The GPU That Doesn’t Need CUDA

The first machine to run a GPU compute kernel for the Spirit spin simulator on FreeBSD was a 2013 Mac Pro — the trash-can model — with a GeForce GT 750M bolted on. 384 CUDA cores. Kepler. Released the year of the first iPhone with Touch ID. The kind of card you find in a dead laptop in a drawer. It produced the entirely respectable result of 0.30 milliseconds for an elementwise add over a million single-precision floats, beating the same machine’s CPU by 1.66x and proving that yes, you can in fact do GPU compute on FreeBSD.
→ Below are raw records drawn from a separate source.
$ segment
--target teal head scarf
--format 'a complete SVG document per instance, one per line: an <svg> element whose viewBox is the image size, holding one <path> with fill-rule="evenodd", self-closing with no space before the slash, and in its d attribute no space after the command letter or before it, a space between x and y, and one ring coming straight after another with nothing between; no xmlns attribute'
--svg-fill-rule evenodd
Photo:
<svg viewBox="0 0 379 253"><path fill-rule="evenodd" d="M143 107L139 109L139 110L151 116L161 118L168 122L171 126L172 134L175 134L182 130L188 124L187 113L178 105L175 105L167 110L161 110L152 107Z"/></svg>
That was Tuesday. By Friday, the same backend code, compiled on a Linux desktop, was running on a GeForce RTX 3060 Ti — 4,864 CUDA cores, Ampere, eight gigabytes of GDDR6 — and producing the same elementwise add over four million floats in 0.22 milliseconds. Thirteen times faster than the CPU on the same machine, and seven times faster per element than the GT 750M was on its own machine. Same backend. Same shader. Same five hundred and forty lines of C++.

The lesson is not that the RTX 3060 Ti is a faster GPU than a 2013 GT 750M. It is that the path between Spirit and the GPU went through Vulkan, and Vulkan is the same on FreeBSD as it is on Linux as it is on Windows, and so the work that proved the FreeBSD path is the work that runs unchanged on a real workstation card.

Why Vulkan, not CUDA

Spirit, like most physics simulators with a respectable history, ships a CUDA backend. The CUDA backend is excellent. It is also useless on FreeBSD — NVIDIA does not ship a CUDA driver stack for FreeBSD, has not ever done so, and gives no indication of plans to. The same is true for illumos, OpenBSD, NetBSD, DragonFlyBSD, and any other operating system that doesn’t pay NVIDIA enough in market share to be worth the engineering invest.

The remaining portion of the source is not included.